When you are cooking gorgeous seasonal vegetables from your garden or the farmers market, you’ll need to do nothing more than steam or roast them, then enrobe them in a melting knob of exceptional, cultured, European-style salted butter. Similarly, a twisted coil of steaming spaghetti needs little besides a butter bath and shower of Parmesan to dazzle your comfort food cravings.
When baking with bougie butter, my rule of thumb is simple: If the baked good I’m making relies on butter as a dominant flavor — think Irish shortbread, Danish butter cookies or Breton butter cake — then I’ll invest in the best butter available. If baking a seasonal fruit dessert where the essential luscious flavor of a berry or stone fruit is the star, then an 82 percent cultured or sweet cream butter plays a supporting role. And for your kid’s birthday cakes, just use basic butter.

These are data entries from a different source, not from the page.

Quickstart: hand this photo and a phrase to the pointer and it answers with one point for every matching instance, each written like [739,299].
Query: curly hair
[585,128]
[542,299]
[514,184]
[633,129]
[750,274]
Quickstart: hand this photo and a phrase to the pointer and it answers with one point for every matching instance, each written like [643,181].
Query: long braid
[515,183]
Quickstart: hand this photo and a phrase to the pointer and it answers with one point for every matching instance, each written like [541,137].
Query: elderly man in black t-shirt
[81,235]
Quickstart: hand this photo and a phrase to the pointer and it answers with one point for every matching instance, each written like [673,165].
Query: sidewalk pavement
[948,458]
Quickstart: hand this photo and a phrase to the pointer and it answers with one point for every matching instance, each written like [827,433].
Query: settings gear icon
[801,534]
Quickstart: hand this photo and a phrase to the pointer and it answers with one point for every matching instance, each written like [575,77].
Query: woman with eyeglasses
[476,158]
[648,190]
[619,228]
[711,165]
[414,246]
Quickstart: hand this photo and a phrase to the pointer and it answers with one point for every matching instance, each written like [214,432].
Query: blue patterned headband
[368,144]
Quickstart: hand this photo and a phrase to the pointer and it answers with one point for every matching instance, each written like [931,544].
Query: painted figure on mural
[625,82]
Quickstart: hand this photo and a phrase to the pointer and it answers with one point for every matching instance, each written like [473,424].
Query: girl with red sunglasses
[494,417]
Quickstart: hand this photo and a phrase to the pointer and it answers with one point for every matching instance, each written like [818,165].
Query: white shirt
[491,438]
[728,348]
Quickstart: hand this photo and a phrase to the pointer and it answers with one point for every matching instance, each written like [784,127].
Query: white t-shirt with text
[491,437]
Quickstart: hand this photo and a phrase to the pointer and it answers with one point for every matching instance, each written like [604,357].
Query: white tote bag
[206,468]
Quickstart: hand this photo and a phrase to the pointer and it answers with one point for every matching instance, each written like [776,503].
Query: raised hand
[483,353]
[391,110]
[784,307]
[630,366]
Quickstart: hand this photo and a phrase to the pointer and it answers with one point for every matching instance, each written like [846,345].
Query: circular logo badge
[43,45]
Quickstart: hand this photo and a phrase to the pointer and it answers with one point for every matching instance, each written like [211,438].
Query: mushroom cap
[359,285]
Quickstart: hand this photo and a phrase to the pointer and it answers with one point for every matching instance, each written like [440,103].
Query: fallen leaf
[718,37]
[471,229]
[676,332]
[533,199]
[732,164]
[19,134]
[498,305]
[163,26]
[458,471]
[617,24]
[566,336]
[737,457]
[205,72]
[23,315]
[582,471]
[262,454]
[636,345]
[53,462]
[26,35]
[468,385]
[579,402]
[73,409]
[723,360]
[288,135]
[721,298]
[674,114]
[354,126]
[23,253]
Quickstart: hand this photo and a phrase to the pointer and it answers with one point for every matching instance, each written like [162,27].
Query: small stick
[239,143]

Note that some imported butters, such as Président, come in 7-ounce (199 gram) packages, while others, such as Échiré, clock in at 8.8 ounces (250 g).
As for pie pastry, I’ve baked my basic dough recipe with a half-dozen different butters, and they’ve all worked fine using the same ratios of ingredients; flour, butter, salt and water. However, higher butterfat means less water, which could lead to more difficulty handling the dough. You may find that it gets sticky, or it falls apart. This is easily remedied by toggling the pastry back and forth from the refrigerator while you’re working it if it warms too much. If you’re a novice pie dough maker, stick with the lower butterfat versions (80 to 82 percent) for the most predictable results.
After sampling a dozen types, my barometer for bankrolling fancy butter has come down to this: I’m a locavore. I prefer butter made from milk that comes from cows of known origin, from as close to my home as possible, where the cream is pasteurized and cultured and left to ferment over time to achieve a nutty, tangy 82 to 86 percent butterfat content.
Choose the European-style butter that contains the most appealing qualities to you. Buy a few different brands. Take them home and taste each one separately on the same type of crusty bread. Test-drive them by using each in a favorite simple butter-forward baking recipe and do a side-by-side taste test. Before long, you’ll know what side your bread is buttered on.
Lucinda Scala Quinn is a cookbook author and founder of Mad Hungry.